Now, an international research team may be one step closer to unraveling this mystery, potentially refining personalized immune responses. Their findings were published in the Proceedings of the National Academy of Sciences.
Morten Thaysen-Andersen, the corresponding author and an Associate Professor at Macquarie University in Australia, explained, “We know that the microbicidal proteins produced by neutrophils are modified by functionally relevant complex carbohydrates called glycans, but we still don’t understand the specifics of when and how this glycosylation occurs. This knowledge is crucial for understanding innate immune processes, including pathogen defense.”
Neutrophils exist in the blood in a resting state, equipped with subcellular compartments containing antimicrobial glycoproteins. These compartments are mobilized when specific environmental cues trigger neutrophils to move to infection sites and respond appropriately.
To shed light on this process, the researchers isolated neutrophils from blood donors, extracted the intracellular cytosolic granules, and analyzed the glycan-decorated proteins within them. By examining four types of intracellular organelles in neutrophils throughout their maturation stages, they mapped how and when glycosylation occurred in neutrophil proteins involved in microbial defense and inflammation.
Thaysen-Andersen highlighted their discovery that neutrophil-produced microbicidal proteins are heavily decorated with unique glycans, and these unusual glycosylation patterns are specific to particular compartments within the neutrophils.

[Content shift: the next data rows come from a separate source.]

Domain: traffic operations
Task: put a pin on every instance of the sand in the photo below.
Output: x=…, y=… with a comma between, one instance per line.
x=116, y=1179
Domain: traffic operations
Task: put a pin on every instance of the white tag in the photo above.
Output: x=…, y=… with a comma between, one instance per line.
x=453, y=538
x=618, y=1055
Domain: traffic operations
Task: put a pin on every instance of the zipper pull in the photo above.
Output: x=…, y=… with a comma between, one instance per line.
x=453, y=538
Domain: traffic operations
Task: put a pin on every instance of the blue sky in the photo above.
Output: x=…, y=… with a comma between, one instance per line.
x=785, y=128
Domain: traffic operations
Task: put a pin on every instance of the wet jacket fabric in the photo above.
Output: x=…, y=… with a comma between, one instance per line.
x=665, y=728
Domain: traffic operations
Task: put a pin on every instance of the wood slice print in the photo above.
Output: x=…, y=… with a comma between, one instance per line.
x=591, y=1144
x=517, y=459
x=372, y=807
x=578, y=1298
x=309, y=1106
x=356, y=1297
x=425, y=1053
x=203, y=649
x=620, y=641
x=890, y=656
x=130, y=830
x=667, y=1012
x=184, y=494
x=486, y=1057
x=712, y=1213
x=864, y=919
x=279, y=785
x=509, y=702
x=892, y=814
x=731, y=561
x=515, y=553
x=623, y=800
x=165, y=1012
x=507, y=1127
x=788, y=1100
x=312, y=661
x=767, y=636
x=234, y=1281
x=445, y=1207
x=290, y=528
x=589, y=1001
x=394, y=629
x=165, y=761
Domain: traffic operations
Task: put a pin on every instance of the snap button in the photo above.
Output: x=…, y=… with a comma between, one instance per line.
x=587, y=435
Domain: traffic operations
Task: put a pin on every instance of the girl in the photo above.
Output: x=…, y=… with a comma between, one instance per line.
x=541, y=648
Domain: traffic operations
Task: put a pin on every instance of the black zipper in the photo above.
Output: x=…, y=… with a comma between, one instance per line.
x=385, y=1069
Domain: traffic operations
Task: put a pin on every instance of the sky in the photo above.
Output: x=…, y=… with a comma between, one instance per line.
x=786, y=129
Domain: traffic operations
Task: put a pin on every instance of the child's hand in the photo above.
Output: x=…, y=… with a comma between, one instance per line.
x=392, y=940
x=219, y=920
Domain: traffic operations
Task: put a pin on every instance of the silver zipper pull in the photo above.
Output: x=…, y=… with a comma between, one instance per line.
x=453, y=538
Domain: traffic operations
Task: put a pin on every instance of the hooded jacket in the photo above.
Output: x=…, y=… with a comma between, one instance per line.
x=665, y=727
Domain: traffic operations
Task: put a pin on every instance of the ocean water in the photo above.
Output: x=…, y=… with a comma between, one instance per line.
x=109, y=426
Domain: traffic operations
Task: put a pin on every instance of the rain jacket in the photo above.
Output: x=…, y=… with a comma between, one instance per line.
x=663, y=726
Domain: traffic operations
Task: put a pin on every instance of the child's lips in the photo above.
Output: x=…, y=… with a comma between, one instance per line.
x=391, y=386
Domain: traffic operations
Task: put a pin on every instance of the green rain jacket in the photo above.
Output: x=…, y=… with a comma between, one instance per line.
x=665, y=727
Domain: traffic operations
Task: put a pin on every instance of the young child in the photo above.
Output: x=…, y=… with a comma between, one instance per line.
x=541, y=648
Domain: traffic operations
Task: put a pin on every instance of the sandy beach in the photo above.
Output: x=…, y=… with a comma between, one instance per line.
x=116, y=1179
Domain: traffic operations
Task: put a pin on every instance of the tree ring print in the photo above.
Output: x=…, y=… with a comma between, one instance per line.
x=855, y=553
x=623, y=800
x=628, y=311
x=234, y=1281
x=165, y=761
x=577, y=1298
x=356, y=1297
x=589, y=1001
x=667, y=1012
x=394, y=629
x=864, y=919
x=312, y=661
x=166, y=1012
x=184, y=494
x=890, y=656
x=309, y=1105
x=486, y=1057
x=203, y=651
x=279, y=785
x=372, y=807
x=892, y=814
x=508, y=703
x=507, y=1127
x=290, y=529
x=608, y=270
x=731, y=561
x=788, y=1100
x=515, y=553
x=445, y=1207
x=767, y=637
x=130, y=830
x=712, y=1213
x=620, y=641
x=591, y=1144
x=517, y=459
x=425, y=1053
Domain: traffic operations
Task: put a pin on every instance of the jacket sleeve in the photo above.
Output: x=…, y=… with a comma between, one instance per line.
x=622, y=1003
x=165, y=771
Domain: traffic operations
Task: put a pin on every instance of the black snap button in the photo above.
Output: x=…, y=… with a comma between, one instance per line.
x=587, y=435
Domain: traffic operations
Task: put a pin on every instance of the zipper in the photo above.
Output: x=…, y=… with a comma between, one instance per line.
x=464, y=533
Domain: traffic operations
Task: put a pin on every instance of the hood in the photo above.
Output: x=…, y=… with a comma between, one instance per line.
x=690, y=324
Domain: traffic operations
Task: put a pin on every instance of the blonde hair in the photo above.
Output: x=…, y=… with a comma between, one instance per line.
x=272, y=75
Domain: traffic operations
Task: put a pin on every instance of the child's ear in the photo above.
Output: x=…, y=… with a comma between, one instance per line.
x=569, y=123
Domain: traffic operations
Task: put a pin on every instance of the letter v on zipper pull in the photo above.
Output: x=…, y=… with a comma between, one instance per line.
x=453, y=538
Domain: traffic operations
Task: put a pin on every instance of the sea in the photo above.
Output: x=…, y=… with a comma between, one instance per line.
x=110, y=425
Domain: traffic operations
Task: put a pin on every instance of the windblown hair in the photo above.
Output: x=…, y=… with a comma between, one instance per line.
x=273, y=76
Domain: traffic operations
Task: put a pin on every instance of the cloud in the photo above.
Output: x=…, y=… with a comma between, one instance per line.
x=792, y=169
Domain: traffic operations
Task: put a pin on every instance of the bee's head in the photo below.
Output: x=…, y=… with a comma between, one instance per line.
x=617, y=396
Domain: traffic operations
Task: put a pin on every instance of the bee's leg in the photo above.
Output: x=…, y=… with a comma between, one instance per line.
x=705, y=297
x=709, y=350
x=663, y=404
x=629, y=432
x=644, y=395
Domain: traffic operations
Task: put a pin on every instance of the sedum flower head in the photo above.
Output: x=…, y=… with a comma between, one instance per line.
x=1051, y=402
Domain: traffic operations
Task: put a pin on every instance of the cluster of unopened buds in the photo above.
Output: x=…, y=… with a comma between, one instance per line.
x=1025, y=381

Their analysis revealed that the coordinated expression of a specific glycoprotein early in neutrophil maturation was responsible for this restricted subcellular origin. This glycoprotein expression coincided with the initial development of the organelle responsible for the microbicidal response.
This finding, according to Thaysen-Andersen, offers a valuable resource for future studies on neutrophil glycosylation’s biological roles and potential dysregulation. He emphasized that this precise map of healthy neutrophils could be used to investigate glycosylation in immature neutrophils during emergency granulopoiesis (the generation of new neutrophils in response to acute infection or septic shock) and in patients with acute myeloid leukemia. These efforts could reveal new insights into glycoprotein-related immune responses in both normal and abnormal physiological conditions.